Agar-agar is also known as agar gelatin, and is also known in the market as "jelly powder" and "cold powder". Ji Minghou, Zeng Chengkui and other (1952) suggested
with "agar" on behalf of agar, in honor of China's earliest unicorn on Hainan Island is boiled frozen gelatin for food; and speak of all seaweed polysaccharide
all unified in a gel for the end of the word to replace "fat", "powder", "agar", "powder", "jelly", "powder" and so on. ", "powder" and other confusing words. "Agar" this name has been adopted in 1977 for China's Pharmacopoeia.

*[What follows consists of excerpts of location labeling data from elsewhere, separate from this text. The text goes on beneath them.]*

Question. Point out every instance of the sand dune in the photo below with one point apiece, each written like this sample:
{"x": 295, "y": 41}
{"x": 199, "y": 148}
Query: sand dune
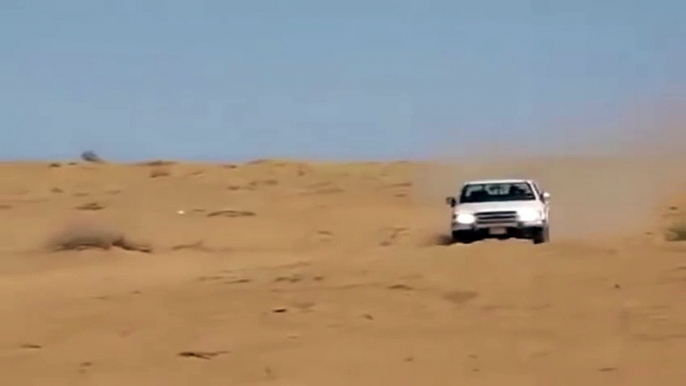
{"x": 296, "y": 273}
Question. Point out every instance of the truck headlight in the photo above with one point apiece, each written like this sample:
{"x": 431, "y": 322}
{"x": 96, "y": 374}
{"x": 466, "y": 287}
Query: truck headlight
{"x": 465, "y": 218}
{"x": 529, "y": 215}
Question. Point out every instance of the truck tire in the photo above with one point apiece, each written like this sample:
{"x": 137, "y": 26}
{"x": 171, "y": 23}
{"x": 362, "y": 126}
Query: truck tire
{"x": 462, "y": 238}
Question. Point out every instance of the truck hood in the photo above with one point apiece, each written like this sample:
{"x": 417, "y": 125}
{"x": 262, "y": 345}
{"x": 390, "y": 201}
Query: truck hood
{"x": 498, "y": 206}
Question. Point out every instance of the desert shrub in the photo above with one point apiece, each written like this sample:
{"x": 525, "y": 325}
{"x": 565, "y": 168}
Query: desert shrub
{"x": 676, "y": 231}
{"x": 90, "y": 156}
{"x": 80, "y": 235}
{"x": 159, "y": 172}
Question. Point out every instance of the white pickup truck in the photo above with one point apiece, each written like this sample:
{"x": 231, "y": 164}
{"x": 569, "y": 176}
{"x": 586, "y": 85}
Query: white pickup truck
{"x": 511, "y": 208}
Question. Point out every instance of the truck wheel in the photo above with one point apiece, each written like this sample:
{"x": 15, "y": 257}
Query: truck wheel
{"x": 541, "y": 235}
{"x": 462, "y": 238}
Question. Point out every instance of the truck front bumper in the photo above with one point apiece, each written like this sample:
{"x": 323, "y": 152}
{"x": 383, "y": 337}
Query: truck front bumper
{"x": 516, "y": 229}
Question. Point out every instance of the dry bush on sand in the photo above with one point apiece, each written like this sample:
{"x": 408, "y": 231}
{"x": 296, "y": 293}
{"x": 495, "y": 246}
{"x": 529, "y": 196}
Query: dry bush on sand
{"x": 157, "y": 163}
{"x": 90, "y": 156}
{"x": 80, "y": 235}
{"x": 159, "y": 172}
{"x": 676, "y": 231}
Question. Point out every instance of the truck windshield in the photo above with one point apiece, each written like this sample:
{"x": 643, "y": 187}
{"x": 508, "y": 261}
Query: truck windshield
{"x": 519, "y": 191}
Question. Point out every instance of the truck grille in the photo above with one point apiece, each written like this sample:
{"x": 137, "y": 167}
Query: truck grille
{"x": 496, "y": 218}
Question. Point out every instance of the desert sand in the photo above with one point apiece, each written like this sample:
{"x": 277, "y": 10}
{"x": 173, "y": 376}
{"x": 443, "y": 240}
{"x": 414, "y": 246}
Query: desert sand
{"x": 302, "y": 273}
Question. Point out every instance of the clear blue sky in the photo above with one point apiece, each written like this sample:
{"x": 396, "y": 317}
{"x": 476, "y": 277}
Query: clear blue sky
{"x": 312, "y": 78}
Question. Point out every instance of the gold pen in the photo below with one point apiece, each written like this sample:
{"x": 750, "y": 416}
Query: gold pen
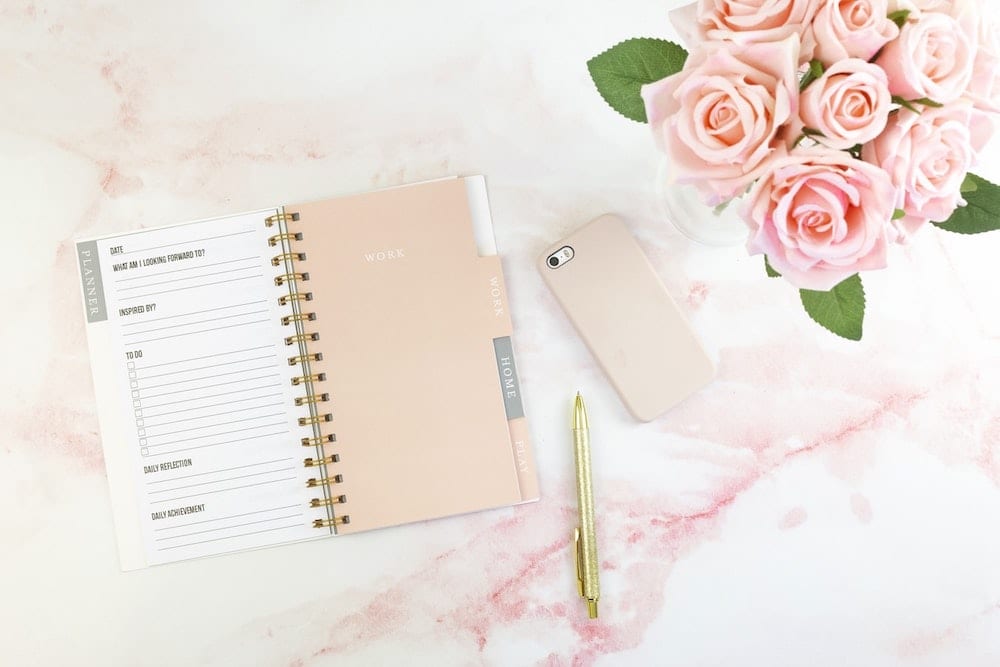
{"x": 585, "y": 537}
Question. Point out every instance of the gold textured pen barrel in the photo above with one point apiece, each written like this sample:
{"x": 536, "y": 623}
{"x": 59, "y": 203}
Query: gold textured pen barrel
{"x": 586, "y": 538}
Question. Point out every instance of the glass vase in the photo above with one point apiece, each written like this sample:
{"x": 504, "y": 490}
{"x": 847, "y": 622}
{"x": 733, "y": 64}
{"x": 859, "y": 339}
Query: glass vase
{"x": 683, "y": 207}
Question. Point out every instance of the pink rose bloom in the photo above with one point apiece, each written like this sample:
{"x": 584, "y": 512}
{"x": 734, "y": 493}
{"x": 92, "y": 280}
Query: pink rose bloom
{"x": 978, "y": 21}
{"x": 927, "y": 156}
{"x": 932, "y": 58}
{"x": 820, "y": 216}
{"x": 746, "y": 21}
{"x": 851, "y": 29}
{"x": 718, "y": 119}
{"x": 849, "y": 104}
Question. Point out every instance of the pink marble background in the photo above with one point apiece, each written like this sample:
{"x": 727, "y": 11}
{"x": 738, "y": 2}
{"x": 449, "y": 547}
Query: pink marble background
{"x": 822, "y": 503}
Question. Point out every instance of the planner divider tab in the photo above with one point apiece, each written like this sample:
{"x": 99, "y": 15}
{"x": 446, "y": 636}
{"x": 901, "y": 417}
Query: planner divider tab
{"x": 320, "y": 439}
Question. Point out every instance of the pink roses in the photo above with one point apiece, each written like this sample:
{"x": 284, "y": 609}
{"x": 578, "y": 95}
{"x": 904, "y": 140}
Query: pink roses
{"x": 848, "y": 105}
{"x": 851, "y": 122}
{"x": 719, "y": 119}
{"x": 820, "y": 216}
{"x": 928, "y": 155}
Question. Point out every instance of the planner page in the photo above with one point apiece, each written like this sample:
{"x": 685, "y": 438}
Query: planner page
{"x": 195, "y": 390}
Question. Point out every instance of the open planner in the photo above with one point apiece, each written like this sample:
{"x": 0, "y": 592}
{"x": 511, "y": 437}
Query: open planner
{"x": 305, "y": 371}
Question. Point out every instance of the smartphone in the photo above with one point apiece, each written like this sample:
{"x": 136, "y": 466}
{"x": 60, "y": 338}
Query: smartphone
{"x": 609, "y": 290}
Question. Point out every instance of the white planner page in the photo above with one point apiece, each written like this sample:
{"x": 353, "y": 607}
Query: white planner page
{"x": 195, "y": 392}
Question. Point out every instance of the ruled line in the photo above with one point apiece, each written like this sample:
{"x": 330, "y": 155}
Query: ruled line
{"x": 189, "y": 333}
{"x": 241, "y": 401}
{"x": 235, "y": 525}
{"x": 209, "y": 435}
{"x": 239, "y": 430}
{"x": 223, "y": 518}
{"x": 186, "y": 242}
{"x": 234, "y": 488}
{"x": 188, "y": 324}
{"x": 201, "y": 368}
{"x": 257, "y": 532}
{"x": 195, "y": 312}
{"x": 217, "y": 384}
{"x": 190, "y": 268}
{"x": 222, "y": 481}
{"x": 213, "y": 472}
{"x": 200, "y": 398}
{"x": 181, "y": 289}
{"x": 171, "y": 281}
{"x": 226, "y": 442}
{"x": 215, "y": 414}
{"x": 213, "y": 376}
{"x": 207, "y": 356}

Ji Minghou January 1993 edited - "Seaweed Chemistry" (Science Press)
Chinese name: agar
English name: Agar
Chinese aliases: agar gum; foreign vegetable; large vegetable silk; foreign powder
CAS RN.: 9002-18-0
Subdivisional formula: ( C12H18O9)n
Physical properties: water-soluble SOLUBLE IN HOT WATER
Actions: It can be used as thickener, coagulant, suspending agent, emulsifier, stabilizer, freshness-keeping agent, adhesive and biological culture medium.
Agar can also be used to refer to food:
Yuan Liu Guan's "Sending Wang Jixue Xiuzhu Ma Boyong to the Capital in the Rhyme of Jie Bo Chang Pending Preparation" (次伯长待制韵送王继学修撰马伯庸应奉扈从上京) reads, "Battling for the wine of Tong into the agar, the green and golden hooks are hanging down to the horse."